Comme le cardinal américain Raymond Leo Burke, chef de file de l’opposition conservatrice, qui ne participe pas au synode, l’a fait à la veille du synode lors d’un événement intitulé « La Babel synodale » [Burke: Beaucoup de cardinaux soutiennent les nouveaux dubia], dans lequel il a exprimé sa crainte que l’assemblée ne « détruise » l’Église par des changements de doctrine, Müller a également attaqué le cardinal Fernández.

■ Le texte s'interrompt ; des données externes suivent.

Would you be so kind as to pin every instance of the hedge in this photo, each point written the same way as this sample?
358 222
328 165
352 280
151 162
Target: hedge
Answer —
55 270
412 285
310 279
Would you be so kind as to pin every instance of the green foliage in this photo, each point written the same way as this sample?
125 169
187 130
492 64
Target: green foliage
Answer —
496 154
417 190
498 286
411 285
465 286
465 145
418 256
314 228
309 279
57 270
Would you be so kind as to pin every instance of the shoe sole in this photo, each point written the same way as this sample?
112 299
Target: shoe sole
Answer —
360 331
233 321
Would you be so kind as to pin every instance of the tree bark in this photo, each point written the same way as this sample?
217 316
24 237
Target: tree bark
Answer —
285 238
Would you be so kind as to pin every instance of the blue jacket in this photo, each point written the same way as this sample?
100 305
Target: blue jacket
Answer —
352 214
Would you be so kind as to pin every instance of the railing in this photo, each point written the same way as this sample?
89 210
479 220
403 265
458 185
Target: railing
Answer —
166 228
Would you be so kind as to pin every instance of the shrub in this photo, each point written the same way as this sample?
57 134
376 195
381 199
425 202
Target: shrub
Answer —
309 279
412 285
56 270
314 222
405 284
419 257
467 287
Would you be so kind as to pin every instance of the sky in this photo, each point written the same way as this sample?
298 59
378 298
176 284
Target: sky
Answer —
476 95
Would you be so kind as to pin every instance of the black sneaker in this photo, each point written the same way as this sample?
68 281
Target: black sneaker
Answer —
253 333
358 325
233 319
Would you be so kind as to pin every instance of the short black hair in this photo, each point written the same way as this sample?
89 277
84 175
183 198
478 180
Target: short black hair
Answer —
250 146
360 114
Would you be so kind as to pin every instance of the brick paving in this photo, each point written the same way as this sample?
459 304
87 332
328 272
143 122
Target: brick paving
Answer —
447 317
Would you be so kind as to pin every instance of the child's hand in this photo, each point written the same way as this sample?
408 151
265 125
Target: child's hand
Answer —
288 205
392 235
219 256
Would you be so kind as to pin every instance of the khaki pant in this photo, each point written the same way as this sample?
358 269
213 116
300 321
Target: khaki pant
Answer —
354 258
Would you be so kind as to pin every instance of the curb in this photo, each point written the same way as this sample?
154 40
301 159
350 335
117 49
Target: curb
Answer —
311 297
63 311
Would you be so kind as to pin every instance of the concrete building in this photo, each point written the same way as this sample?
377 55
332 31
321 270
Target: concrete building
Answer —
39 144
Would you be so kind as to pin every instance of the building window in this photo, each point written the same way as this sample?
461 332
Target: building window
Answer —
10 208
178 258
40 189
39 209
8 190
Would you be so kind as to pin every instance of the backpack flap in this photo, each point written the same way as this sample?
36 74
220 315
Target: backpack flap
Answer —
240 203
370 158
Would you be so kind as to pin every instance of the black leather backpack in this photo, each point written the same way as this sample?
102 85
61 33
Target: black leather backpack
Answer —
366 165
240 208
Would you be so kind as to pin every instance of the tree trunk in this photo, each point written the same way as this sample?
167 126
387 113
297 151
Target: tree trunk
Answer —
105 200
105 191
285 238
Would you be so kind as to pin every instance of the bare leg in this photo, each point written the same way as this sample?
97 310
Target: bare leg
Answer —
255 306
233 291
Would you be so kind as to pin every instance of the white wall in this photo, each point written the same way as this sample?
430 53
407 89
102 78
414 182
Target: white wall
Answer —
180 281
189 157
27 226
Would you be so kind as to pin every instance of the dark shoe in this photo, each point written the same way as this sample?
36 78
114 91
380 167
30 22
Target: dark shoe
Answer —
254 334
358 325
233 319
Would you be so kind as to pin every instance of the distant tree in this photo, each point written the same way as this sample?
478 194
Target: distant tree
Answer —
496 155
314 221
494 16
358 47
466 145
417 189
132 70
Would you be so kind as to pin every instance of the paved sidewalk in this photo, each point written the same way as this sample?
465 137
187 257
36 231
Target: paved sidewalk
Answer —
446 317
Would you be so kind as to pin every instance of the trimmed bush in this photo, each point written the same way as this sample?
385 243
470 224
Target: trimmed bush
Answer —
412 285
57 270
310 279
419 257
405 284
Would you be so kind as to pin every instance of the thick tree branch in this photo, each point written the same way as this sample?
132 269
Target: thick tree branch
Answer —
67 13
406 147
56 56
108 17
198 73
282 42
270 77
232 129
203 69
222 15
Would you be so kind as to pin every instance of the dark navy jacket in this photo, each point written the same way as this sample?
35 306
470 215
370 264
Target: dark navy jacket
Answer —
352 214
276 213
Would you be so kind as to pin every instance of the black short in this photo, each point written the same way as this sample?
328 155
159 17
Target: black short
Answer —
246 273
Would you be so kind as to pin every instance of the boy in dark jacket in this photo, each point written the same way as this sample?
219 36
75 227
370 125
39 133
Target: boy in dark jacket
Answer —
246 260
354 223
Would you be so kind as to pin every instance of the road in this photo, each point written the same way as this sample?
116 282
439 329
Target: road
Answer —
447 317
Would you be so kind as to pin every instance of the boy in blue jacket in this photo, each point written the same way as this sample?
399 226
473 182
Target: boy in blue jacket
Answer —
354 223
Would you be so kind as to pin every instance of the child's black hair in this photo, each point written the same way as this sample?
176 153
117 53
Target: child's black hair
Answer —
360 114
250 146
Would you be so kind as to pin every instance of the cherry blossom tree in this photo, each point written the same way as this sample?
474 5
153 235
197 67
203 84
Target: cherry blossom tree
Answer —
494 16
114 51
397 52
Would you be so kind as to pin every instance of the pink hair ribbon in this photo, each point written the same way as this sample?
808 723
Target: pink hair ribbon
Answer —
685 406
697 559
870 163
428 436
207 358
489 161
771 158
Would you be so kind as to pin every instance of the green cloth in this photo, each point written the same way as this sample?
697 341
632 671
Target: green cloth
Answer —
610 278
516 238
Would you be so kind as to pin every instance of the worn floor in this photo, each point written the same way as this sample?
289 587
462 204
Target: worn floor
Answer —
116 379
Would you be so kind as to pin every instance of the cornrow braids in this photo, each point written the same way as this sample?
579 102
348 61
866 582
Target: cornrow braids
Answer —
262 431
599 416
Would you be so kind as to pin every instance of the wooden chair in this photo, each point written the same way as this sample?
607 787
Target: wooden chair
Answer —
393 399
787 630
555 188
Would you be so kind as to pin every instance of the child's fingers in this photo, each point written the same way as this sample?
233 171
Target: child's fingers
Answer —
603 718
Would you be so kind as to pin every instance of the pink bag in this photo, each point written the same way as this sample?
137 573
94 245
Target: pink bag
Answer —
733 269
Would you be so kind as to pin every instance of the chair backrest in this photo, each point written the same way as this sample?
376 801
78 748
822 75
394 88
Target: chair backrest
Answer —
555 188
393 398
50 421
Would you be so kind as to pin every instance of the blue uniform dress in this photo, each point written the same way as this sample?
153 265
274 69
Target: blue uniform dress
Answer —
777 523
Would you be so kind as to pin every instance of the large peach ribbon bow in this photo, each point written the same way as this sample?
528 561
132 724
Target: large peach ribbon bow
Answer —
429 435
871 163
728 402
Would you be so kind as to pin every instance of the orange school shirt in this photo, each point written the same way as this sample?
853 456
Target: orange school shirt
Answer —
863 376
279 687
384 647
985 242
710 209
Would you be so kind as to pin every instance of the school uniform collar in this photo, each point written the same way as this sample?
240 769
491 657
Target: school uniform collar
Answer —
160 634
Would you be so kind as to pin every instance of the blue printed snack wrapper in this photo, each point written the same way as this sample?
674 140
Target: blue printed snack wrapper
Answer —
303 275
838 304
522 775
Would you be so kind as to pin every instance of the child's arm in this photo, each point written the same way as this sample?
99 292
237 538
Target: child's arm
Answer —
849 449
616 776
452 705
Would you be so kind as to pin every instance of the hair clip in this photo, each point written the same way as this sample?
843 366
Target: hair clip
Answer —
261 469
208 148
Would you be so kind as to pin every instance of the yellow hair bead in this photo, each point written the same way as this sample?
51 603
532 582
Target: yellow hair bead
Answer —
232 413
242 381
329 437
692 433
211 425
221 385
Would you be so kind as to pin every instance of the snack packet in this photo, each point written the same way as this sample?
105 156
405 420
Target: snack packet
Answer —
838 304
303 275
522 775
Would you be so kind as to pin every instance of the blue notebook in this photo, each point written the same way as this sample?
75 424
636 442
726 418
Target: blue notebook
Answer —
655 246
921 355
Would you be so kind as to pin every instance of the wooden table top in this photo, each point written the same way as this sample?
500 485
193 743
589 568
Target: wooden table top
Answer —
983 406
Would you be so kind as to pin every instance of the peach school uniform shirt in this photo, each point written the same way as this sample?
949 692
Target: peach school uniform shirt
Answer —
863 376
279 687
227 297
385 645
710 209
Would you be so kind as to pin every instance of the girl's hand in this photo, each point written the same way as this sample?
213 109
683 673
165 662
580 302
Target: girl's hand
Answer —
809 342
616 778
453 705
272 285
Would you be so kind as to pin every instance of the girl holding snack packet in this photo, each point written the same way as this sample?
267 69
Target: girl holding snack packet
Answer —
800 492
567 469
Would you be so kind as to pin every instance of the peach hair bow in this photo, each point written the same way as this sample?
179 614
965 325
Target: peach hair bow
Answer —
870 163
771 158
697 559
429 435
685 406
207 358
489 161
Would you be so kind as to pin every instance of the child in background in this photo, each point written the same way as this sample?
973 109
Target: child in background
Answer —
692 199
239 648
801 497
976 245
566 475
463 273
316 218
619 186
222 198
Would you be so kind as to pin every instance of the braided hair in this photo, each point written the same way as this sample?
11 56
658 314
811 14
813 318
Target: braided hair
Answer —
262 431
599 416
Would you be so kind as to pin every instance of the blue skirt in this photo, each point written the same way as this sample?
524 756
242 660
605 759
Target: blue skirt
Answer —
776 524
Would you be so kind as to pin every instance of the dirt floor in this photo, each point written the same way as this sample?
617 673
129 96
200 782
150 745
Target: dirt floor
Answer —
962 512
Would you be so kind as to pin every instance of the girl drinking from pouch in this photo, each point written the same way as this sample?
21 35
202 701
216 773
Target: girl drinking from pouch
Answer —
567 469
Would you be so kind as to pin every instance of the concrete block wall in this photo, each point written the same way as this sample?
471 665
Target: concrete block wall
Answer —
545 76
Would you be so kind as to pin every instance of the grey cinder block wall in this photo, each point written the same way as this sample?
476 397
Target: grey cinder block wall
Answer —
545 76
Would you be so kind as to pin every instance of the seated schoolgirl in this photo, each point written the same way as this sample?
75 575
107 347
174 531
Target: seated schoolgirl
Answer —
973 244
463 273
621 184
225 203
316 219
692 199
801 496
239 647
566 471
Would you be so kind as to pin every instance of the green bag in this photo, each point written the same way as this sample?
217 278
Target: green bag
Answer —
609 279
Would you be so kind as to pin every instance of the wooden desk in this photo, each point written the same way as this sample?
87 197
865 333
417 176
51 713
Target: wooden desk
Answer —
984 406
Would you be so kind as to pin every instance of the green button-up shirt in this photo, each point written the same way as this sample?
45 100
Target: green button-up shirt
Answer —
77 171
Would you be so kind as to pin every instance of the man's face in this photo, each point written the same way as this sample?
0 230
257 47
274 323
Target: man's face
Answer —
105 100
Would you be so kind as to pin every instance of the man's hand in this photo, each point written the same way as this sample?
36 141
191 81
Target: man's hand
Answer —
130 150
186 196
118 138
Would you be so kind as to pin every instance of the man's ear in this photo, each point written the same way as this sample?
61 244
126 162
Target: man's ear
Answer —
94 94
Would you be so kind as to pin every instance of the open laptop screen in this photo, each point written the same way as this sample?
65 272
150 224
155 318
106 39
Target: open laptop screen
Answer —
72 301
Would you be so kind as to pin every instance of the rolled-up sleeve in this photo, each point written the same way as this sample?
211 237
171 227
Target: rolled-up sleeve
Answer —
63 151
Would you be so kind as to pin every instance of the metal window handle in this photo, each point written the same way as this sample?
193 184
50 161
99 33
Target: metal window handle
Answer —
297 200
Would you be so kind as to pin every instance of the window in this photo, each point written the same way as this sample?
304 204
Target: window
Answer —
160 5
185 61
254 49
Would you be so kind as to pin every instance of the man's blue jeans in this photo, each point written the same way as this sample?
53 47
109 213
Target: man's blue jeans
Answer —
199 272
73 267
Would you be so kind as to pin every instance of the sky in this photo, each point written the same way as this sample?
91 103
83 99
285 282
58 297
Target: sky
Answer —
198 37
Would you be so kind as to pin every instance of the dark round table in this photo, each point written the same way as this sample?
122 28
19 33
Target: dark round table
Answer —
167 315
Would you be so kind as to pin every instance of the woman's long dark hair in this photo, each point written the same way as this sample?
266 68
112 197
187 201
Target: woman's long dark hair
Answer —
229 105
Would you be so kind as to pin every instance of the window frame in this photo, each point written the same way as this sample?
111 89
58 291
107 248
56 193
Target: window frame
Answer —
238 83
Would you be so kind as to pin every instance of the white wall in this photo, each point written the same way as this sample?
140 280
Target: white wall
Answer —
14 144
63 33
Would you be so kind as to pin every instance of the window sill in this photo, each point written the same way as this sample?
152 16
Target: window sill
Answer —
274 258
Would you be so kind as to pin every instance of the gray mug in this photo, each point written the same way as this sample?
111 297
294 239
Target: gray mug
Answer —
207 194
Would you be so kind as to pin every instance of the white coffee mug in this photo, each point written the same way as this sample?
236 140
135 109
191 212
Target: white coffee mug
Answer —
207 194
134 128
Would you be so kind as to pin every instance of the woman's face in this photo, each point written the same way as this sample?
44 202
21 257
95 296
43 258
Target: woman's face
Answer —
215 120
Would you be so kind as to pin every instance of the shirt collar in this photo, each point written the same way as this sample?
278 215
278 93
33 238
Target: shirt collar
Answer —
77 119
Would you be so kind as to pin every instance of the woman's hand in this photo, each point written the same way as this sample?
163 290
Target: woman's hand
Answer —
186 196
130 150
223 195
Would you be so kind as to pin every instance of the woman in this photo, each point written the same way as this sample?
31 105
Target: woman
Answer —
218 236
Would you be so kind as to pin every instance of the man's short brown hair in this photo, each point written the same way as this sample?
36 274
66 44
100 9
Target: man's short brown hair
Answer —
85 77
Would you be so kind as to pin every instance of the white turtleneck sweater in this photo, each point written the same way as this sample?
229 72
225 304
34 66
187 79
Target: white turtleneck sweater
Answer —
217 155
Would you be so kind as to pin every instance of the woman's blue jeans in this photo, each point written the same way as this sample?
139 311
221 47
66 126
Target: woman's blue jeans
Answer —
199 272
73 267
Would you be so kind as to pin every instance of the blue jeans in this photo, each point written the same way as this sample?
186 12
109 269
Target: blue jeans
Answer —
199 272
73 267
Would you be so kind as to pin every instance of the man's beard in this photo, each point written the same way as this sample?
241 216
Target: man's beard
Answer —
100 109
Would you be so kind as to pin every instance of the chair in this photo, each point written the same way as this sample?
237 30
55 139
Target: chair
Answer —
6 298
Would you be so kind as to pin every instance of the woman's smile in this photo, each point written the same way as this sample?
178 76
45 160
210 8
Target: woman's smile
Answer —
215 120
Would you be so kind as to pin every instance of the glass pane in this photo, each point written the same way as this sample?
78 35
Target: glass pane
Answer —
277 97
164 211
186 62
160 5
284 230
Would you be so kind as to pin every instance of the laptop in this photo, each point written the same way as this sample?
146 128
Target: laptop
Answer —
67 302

Plus précisément, il a critiqué les déclarations qu’il a faites dans une interview, dans laquelle il a affirmé que le Pape a un « don vivant et actif », qui se traduit par « la doctrine du Saint-Père ». Müller a rappelé qu' »il y a la doctrine de Jésus, des apôtres et de l’Eglise, et les papes et les évêques sont les promoteurs de cette doctrine, mais ils n’ont pas de doctrine propre (…). Bien sûr, le Pape a une autorité particulière dans l’Eglise et pour la foi catholique, mais il n’est pas une personne qui reçoit de nouvelles révélations. C’est pourquoi cette idée formulée par le nouveau préfet est très nouvelle, une idée très spéciale, je n’ai jamais rien entendu de tel et j’ai été professeur de dogmatique pendant 16 ans et je n’ai jamais rien lu au sujet de ce charisme spécial », a-t-il déclaré.

Müller, archevêque de Ratisbonne et théologien, a été appelé par le pape Benoît XVI en 2012 à devenir préfet de l’actuelle DDF. Il avait été nommé cardinal en 2014 par François, qui avait décidé en 2017 de le remplacer par le jésuite espagnol Luis Ladaria, dans une destitution surprise pour lui, qu’il n’a jamais digérée. Dans un livre-entretien avec la vaticaniste Franca Giansoldati, publié au début de cette année, il a en effet avoué qu’il pensait avoir été démis de ses fonctions par François « sans justification », sous l’influence de « Tucho » Fernández.

Müller a également dénoncé une prétendue « double attitude » du Vatican, pour lui tolérant envers les évêques progressistes et intolérant envers les évêques conservateurs. « J’ai ouvertement critiqué (et dit) qu’il est honteux que tout bon évêque orthodoxe soit agressé et que d’autres personnes qui font beaucoup de mauvaises choses, des hérésies, reçoivent une attitude de tolérance de la part de Rome », a-t-il déclaré.

Par ailleurs, comme il l’a déjà fait par le passé, il a dénoncé l’ouverture du sacrement de la communion aux divorcés remariés, dans certains cas, aménagée par le pape François dans une note de bas de page de l’exhortation apostolique Amoris Laetitia, fruit du double synode sur la famille de 2015 et 2016.

« Il est très clair que selon l’Ancien et le Nouveau Testament et les commandements, que tout comportement sexuel en dehors d’un mariage légitime est un péché et personne ne peut le changer, c’est la parole de Dieu (…) [Le pape et le cardinal Fernandez] disent que ce sont des exceptions, mais dans certains cas, ce ne sont pas des exceptions et vous ne pouvez pas relativiser la parole de Dieu avec une soi-disant ‘éthique de situation' », a-t-il protesté.

Alors que dans le passé, comme l’a rappelé son interlocuteur, Müller avait déclaré que le synode actuel – qui a débuté il y a deux ans par une consultation mondiale – avait « détourné l’Eglise », le cardinal allemand a pris soin de ne pas répéter cette expression. En outre, en réponse à une question, il a reconnu qu’il n’avait pas, à l’époque, trouvé son expérience dans les cercles plus restreints, les réunions de groupe, trop mauvaise. « L’expérience aux tables, à ma table, a été très bonne (…). J’ai une certaine forme d’optimisme, mais, en fin de compte, il faut attendre de voir la direction que prendra le synode et les directions en coulisses, c’est ça le problème », a-t-il déclaré.

Lors d’un briefing au Vatican, le préfet du dicastère pour la communication, Paolo Ruffini, qui participe également au synode, a répondu en riant à une question sur une éventuelle punition pour le cardinal Müller, qui a désobéi à l’ordre de confidentialité. « La police ne va pas intervenir pour le punir ou lui infliger une amende, nous sommes des frères et des sœurs, chacun a la capacité de discerner.